The LS1 EFI requires significant fuel pressure to run properly and I have considered a number of options. One was to use my stock Studebaker tank and run an inline pump, I did not choose this because I thought the external pump would be noisy and since the stock tank is not baffled I could encounter fuel starvation problems. Another was to use an intank pump and modify the Studebaker tank for it too fit. The Studebaker tank was too shallow for the pump in stock form, so I would have to put a sump in it to make it deeper. The option I chose instead was to purchase a tank from Tanks Inc that is designed for a 49-52 Chevy. This tank is baffled and also is set up to use their own high performance in tank pump. I like the idea of having the pump in the tank, I believe the fuel will cool and quiet the pump some and this combination is designed to work together so that is one less think to have to figure out. The Tanks Inc will take the sending unit that works with my Dolphin Gauge so that is another plus. The filler is in the correct corner of the tank though I will have to do some fabrication to get the filler neck fitted. I will cover mounting in the next segment.

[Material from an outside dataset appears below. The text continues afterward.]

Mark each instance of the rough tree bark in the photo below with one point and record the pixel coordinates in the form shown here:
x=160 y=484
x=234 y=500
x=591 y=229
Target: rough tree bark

Well I have the Sandersons now and have tried some fittings. As expected the passenger side fits just fine. The drivers side fits about like I expected, I ordered them expecting to have to move the first pipe and possibly the second one a little bit. You can see they would work fine if I could just start at the second port, LOL. I may still move the motor back some to make this easier and then notch the crossmember for alternator clearance. Though that would take some extra work, I believe it may be the best solution. Stay tuned.
Well the good news is the we positioned the motor far enough forward so the alternator fits with just the right amount of clearance. The bad news is moving the motor forward has made the exhaust -- steering conflict much worse. I had a street rod club member, who is pretty good at modifying and fabricating headers, come over and we brainstormed our (actually MY) options. The passenger side shorty header fits just fine, but the drivers side has the collector totally on top of the steering box. The 3/4 of an inch the motor moved forward to gain clearance for the alternator has had a huge impact. There is no way that header will work and none of the cast iron manifolds I have will fit either. I have searched the various LS1 header vendors looking for one that has a collector pretty far back and found that Sanderson has one that looks pretty good. So I have ordered the Sanderson headers, got a pretty decent deal for the base metal versions. Once we have them modified, I can send them back to Sanderson and they will ceramic coat them for me for $120. Not a bad deal at all.
Here you can see the motor sitting in place with the frame mounts just sitting on the frame, the next two photos show the frame mounts bolted in place. In the stock location there is additional steel plate inside the crossmember to reinforce the bolt hole area. The location I was going to bolt to had no such reinforcement. My solution was to take some 3/16 steel plate and cut it to fit the area behind the crossmember then use the frame mounts to mark hole locations for the bolts. Once that was done, I put the bolts in the backing plates and welded them in place. This served two purposes, the area these would have to come up though inside the crossmember is very difficult to access, so having the bolts welded to the plate kept them from falling out and also eliminated the need to get a wrench on them when I went to tighten them up. You can see the frame mounts bolted in place and the primer on them that I used to mark the locations,
The fabricated frame mounts were welded in place so out came the cut off tool and the angle grinder. They came off pretty cleanly with no damage to the frame crossmember. I found stock Nova mounts on-line and they came quickly. The next step involved bolting the motor mounts to the engine, then the frame mounts to the motor mounts and lowering the whole thing into place to determine the best position. One of the other fitment challenges is the alternator which is mounted low on the drivers side with the standard F-body brackets. I want to retain the stock serpentine set up if I can. That places the alternator very close to the crossmember. If I can get it to fit without having to notch the frame I would like to do that. With the help of a friend we were able to get the motor placed just right so the alternator fit. I then took some primer and sprayed around the frame mounts to mark their location, pulled the motor out and drilled holes to mount the frame. Remember that the subframe has been narrowed, so the stock hole locations will not work.